Management agrees. We face the challenge that countries may be unwilling to borrow for M&E, particularly for expensive impact evaluations. These large-scale evaluations may require external (grant) financing in most cases, which can be particularly difficult to obtain in a middle-income country context. A second challenge is to ensure that data are readily available for public use. Some countries are not ready to fully share data and may be reluctant to include data in public documents, such as PADs, and the like. This can delay the establishment of appropriate baseline data and results frameworks prior to project approval.

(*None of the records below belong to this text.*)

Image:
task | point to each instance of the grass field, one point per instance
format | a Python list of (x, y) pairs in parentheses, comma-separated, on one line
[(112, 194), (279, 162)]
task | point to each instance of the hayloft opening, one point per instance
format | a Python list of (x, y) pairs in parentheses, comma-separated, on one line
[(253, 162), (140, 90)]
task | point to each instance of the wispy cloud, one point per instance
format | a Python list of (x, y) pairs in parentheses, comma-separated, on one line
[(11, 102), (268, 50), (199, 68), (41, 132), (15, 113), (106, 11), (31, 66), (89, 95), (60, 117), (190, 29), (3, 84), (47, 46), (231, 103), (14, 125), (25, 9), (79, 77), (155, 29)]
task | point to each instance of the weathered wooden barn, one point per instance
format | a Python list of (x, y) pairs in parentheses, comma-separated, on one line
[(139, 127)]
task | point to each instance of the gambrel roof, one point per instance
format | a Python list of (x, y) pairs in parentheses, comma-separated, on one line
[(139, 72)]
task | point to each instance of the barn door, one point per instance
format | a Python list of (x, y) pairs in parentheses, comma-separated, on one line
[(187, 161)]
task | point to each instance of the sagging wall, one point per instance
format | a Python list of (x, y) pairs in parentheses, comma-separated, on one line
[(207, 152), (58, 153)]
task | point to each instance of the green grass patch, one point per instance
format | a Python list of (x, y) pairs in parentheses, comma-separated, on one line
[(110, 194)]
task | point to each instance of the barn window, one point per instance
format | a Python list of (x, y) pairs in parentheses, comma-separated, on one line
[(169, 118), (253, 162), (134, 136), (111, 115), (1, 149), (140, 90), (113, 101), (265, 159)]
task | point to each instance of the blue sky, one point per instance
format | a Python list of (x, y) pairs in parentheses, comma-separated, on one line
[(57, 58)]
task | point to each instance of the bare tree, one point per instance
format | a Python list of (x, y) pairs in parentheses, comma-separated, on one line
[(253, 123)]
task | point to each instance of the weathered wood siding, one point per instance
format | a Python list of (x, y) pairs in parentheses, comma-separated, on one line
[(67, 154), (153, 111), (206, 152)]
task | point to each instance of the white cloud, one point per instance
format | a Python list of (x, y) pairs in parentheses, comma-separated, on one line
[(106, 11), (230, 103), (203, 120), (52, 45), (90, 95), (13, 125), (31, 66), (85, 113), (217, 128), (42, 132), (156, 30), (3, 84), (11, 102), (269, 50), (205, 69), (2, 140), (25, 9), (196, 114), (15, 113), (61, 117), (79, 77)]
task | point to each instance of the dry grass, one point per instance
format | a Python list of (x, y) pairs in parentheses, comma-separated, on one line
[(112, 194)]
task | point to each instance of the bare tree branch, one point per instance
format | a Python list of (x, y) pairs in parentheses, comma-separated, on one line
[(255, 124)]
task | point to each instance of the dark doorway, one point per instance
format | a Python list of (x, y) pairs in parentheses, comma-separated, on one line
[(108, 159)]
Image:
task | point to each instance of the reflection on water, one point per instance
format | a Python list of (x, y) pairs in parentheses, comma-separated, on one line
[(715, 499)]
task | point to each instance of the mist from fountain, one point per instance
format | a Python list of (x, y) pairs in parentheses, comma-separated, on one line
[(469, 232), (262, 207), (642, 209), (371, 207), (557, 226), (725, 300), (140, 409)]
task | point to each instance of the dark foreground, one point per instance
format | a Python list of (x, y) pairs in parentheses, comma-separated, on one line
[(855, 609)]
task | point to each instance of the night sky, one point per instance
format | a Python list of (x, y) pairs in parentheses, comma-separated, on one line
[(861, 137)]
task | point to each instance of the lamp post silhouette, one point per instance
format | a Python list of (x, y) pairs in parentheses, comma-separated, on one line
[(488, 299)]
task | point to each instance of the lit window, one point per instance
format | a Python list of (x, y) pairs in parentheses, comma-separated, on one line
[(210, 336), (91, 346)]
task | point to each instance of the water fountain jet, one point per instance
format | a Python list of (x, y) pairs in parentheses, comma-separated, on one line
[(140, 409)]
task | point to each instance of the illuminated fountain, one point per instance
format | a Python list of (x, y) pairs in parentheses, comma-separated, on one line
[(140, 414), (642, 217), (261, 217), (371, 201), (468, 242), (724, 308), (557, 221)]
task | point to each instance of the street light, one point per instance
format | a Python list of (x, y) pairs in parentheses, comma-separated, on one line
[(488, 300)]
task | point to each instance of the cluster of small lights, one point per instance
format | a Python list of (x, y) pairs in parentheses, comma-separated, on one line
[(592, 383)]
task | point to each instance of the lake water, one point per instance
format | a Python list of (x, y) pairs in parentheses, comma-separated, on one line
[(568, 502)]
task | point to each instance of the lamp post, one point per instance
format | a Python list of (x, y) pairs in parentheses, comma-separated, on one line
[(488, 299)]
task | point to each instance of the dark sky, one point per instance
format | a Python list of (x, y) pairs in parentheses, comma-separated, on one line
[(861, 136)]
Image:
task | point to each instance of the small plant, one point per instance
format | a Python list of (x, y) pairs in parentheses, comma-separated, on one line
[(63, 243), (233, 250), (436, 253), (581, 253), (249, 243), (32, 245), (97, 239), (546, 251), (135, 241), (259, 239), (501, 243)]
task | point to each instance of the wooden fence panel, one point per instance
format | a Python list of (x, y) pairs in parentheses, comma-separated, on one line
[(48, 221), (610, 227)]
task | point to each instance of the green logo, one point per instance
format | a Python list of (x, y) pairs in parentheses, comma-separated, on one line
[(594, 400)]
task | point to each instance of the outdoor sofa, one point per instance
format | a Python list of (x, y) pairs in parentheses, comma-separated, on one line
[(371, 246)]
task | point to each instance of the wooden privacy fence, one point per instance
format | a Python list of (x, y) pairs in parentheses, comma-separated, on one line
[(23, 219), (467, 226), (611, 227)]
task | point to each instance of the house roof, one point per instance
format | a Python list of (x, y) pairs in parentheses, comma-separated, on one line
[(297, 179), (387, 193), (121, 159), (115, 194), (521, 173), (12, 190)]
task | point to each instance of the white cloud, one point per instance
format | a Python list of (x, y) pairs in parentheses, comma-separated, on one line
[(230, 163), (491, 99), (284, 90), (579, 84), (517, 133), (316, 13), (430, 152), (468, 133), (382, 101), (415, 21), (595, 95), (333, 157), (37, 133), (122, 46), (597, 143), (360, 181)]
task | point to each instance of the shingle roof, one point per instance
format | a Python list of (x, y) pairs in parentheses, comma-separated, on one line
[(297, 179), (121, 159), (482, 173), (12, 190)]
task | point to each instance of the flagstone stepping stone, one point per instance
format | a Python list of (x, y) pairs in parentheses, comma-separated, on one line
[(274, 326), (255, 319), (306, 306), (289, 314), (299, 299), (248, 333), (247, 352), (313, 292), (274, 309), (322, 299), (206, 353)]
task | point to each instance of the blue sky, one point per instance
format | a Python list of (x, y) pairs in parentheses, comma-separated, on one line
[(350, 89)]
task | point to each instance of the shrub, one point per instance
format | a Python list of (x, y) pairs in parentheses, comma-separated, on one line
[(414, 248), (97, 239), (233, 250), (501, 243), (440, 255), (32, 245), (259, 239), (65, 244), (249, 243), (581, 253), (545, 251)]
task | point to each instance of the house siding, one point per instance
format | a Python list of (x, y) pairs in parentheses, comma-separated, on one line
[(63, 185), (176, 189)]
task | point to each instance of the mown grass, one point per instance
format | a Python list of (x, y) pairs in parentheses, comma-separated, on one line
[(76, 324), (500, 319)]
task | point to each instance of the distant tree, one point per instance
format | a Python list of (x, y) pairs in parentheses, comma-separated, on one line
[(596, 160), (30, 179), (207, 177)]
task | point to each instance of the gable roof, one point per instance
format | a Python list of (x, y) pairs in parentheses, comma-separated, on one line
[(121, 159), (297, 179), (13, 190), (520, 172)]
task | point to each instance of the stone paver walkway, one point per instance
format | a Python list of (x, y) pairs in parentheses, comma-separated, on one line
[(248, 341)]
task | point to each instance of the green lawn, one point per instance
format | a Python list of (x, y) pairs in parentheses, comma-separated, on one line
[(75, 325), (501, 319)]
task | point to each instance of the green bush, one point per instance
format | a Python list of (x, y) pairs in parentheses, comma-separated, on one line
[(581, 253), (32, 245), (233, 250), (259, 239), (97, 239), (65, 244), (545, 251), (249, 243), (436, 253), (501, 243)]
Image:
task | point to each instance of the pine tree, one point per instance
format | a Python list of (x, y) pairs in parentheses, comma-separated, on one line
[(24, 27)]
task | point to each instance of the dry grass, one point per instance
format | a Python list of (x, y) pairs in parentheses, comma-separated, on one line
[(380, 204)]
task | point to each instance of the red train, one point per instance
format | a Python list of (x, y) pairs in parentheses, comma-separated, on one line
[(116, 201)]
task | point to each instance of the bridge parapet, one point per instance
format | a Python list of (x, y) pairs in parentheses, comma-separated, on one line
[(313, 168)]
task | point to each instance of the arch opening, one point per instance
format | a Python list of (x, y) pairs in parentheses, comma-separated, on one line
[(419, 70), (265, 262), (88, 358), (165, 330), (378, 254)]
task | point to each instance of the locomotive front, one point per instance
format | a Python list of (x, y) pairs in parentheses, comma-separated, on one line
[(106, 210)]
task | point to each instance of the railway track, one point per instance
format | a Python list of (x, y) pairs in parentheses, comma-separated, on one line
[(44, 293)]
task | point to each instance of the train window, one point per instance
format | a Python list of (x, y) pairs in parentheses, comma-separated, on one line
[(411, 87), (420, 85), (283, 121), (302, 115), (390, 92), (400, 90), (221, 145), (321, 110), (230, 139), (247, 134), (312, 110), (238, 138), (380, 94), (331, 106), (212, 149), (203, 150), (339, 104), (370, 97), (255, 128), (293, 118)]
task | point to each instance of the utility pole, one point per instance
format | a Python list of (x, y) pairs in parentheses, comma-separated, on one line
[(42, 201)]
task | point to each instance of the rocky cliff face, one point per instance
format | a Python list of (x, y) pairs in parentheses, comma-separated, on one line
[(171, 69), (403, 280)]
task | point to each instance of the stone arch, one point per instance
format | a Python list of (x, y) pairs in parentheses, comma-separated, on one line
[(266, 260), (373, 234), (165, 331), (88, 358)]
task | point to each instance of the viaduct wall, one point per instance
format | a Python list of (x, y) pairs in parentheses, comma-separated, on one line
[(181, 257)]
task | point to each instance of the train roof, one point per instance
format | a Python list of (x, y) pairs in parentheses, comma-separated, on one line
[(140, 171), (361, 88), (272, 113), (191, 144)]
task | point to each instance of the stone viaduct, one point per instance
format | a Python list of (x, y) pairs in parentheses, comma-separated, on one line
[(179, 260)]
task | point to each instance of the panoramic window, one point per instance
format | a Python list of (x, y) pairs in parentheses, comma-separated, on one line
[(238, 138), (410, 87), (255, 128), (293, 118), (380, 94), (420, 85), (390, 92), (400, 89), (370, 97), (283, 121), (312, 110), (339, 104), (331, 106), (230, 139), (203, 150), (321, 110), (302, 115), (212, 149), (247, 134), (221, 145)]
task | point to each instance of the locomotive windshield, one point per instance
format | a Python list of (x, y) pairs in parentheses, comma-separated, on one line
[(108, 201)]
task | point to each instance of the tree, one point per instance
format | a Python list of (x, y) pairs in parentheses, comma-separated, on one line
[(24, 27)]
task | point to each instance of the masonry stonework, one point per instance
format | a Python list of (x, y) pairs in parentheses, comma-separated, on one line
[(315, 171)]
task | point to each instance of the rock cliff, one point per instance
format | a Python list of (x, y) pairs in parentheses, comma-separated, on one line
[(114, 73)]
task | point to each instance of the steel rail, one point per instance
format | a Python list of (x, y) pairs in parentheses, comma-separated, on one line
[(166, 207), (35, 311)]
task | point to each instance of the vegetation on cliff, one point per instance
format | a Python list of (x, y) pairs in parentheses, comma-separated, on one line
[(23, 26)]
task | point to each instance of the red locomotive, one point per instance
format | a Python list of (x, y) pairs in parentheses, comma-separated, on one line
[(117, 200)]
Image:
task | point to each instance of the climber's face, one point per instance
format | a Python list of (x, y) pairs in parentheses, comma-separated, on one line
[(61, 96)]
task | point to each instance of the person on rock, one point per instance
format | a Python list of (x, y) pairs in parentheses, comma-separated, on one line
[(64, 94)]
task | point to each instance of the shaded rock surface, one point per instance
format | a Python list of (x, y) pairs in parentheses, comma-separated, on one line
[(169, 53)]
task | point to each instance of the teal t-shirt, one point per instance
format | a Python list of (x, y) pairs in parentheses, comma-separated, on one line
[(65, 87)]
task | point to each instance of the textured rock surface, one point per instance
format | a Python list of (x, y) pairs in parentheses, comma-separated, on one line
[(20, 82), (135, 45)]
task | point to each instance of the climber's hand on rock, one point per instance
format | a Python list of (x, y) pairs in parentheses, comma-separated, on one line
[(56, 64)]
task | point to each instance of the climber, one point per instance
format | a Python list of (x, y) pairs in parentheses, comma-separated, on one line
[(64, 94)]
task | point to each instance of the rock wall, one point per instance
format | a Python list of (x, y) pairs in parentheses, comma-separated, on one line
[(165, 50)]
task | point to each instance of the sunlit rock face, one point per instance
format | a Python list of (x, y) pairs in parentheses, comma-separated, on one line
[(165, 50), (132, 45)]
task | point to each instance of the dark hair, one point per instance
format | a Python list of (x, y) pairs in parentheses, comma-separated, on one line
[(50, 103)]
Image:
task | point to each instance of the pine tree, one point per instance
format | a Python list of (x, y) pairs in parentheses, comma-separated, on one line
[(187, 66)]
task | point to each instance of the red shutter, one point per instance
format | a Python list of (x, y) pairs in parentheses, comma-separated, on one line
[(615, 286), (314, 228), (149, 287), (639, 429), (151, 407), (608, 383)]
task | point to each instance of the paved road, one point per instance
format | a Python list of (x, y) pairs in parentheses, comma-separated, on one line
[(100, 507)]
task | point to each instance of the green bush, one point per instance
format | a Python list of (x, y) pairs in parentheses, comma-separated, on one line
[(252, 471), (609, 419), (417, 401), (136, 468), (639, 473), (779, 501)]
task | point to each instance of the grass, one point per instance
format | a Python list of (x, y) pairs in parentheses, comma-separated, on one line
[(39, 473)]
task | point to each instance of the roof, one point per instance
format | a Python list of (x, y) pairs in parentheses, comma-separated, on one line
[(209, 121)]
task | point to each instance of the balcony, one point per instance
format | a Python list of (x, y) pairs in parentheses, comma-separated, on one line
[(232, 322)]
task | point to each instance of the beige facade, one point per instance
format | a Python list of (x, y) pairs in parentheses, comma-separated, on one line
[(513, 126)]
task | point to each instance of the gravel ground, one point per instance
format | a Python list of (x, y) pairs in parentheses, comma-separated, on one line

Management action: The HNP Sector Board and the Human Development Network have made important progress to address M&E in the HNP portfolio: A number of Regions have carried out a complete portfolio review, including the retrofitting of all operations to assure an up-to-date results framework. Moreover, over US$2.8 million of Spanish Trust Fund (SIEF) resources are currently under implementation, benefiting impact evaluations of 15 HNP projects in all Regions, focusing on Pay for Performance in Health (5 projects, US$1.2m), Malaria Control (5 projects, US$600,000), HIV/AIDS Prevention (3 projects, US$750,000), and Innovations and “quick wins” (2 projects, US$300,000).
(a) Enhance its results orientation by developing clearly specified baseline indicators and an evaluation framework that adequately measures IFC’s health sector objectives and results.
At the project level, IFC has implemented the Development Outcome Tracking System toward the end of the period under review. Over time, this is expected to improve such results orientation and specifying of baseline indicators.
IFC also agrees that where there is a sufficient critical mass of projects in the health sector in a specific country, it makes sense to try to asses IFC’s development impact in the sector beyond aggregating project-level results. While recognizing that attributing sector development to IFC’s intervention is an issue that needs to be carefully addressed, IFC is looking into ways of measuring results beyond the project level. Among others, the work IFC is undertaking with the IDAIFC Secretariat in reviewing the CAS results matrix could lead to the establishment of a country-level sector development results framework that could be used in countries where IFC has a critical mass of projects in health. IFC is also exploring setting development impact and reach targets for investment departments, including health and education.